When Key Interning Helps: Homogeneous Arrays
Arrays where every object has the same keys:
[{"id": 1, "name": "Alice"}, {"id": 2, "name": "Bob"}, ...]| Scenario | Default | keys: :intern | Improvement |
|---|---|---|---|
| 100 objects × 5 keys | 34.2 µs | 23.6 µs | 31% faster |
| 100 objects × 10 keys | 67.5 µs | 44.8 µs | 34% faster |
| 1,000 objects × 5 keys | 335 µs | 237 µs | 29% faster |
| 1,000 objects × 10 keys | 688 µs | 463 µs | 33% faster |
| 10,000 objects × 5 keys | 3.46 ms | 2.45 ms | 29% faster |
| 10,000 objects × 10 keys | 6.92 ms | 4.88 ms | 29% faster |
When Key Interning Hurts: Unique Keys
Single objects or heterogeneous arrays where keys aren't repeated:
| Scenario | Default | keys: :intern | Penalty |
|---|---|---|---|
| Single object, 100 keys | 5.1 µs | 13.6 µs | 2.6x slower |
| Single object, 1,000 keys | 52 µs | 169 µs | 3.2x slower |
| Single object, 5,000 keys | 260 µs | 831 µs | 3.2x slower |
| Heterogeneous 100 objects | 35 µs | 96 µs | 2.7x slower |
| Heterogeneous 500 objects | 186 µs | 475 µs | 2.5x slower |
Scaling: Benefit Increases with Object Count
With 5 keys per object, the benefit grows as more objects reuse the cached keys:
| Objects | Default | keys: :intern | Improvement |
|---|---|---|---|
| 10 | 3.5 µs | 3.0 µs | 13% faster |
| 50 | 17.1 µs | 12.5 µs | 27% faster |
| 100 | 33.8 µs | 23.8 µs | 30% faster |
| 500 | 170 µs | 119 µs | 30% faster |
| 1,000 | 339 µs | 242 µs | 29% faster |
| 5,000 | 1.81 ms | 1.24 ms | 31% faster |
| 10,000 | 3.47 ms | 2.49 ms | 28% faster |
Usage Recommendation
# API responses, database results, bulk data
RustyJson.decode!(json, keys: :intern)
# Config files, single objects, unknown schemas
RustyJson.decode!(json) # default, no interningRule of thumb: Use keys: :intern when you know you're decoding arrays of 10+ objects with the same schema.

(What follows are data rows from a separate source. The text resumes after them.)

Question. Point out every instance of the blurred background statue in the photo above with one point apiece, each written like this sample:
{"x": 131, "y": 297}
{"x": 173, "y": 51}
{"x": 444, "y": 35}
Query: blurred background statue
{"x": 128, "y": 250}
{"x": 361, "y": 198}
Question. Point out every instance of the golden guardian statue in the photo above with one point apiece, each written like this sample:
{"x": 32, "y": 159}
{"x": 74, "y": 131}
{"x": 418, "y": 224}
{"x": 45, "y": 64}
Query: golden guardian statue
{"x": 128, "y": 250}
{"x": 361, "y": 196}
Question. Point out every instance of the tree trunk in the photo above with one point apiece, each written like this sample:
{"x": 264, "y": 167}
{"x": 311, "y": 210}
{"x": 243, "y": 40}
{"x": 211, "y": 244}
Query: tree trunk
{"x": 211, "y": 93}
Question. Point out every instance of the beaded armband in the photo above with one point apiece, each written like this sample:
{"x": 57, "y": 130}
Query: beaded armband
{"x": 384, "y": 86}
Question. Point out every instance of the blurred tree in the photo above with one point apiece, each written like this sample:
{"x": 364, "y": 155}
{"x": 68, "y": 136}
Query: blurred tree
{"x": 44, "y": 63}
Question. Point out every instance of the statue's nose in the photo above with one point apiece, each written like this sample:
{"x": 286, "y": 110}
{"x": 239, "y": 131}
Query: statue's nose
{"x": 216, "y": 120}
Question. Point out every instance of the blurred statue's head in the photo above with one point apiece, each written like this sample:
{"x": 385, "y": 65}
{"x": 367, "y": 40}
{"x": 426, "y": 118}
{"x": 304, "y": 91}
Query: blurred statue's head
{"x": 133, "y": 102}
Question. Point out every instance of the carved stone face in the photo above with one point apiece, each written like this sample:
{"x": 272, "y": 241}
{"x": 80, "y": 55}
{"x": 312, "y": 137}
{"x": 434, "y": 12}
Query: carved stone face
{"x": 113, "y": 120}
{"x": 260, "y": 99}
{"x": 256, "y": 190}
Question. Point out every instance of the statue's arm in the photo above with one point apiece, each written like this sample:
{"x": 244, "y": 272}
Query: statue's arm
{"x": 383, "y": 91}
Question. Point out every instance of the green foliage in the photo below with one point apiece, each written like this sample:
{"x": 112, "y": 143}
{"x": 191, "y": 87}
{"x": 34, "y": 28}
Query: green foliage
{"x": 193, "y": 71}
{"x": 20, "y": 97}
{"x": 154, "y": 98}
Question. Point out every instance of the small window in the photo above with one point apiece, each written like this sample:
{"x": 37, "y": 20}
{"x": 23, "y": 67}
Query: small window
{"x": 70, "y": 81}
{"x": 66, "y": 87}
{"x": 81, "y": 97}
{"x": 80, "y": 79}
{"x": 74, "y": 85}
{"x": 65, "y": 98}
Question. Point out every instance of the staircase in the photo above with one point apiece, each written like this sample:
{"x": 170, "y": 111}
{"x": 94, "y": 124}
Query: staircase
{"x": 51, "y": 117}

Note: Keys containing escape sequences (e.g., "field\nname") are not interned because the raw JSON bytes differ from the decoded string. This is rare in practice and has negligible performance impact.
Summary
| Operation | Speed | Memory | Reductions |
|---|---|---|---|
| Encode plain data (large) | 5-6x | 2-3x less | 28,000x fewer |
| Encode plain data (medium) | 2-3x | 2-3x less | 200-2000x fewer |
| Encode structs (v0.3.3+) | ~2x improvement over v0.3.2 | similar | — |
| Decode (large) | 2-4.5x | similar | — |
| Decode (deep nested, v0.3.3+) | ~27% improvement over v0.3.2 | similar | — |
| Decode (keys: :intern) | +30%* | similar | — |
*For arrays of objects with repeated keys (API responses, DB results, etc.)
Bottom line: As of v0.3.3, RustyJson is fast across all encoding and decoding workloads, including deeply nested and small payloads. Plain data encoding shows the largest gains (5-6x, 2-3x less memory, dramatically fewer BEAM reductions). Struct encoding was rewritten in v0.3.3 with a single-pass iodata pipeline. Deep-nested decode was optimized in v0.3.3 with a single-entry fast path that avoids heap allocation for single-element objects and arrays. For decoding bulk data, enable keys: :intern for an additional 30% speedup.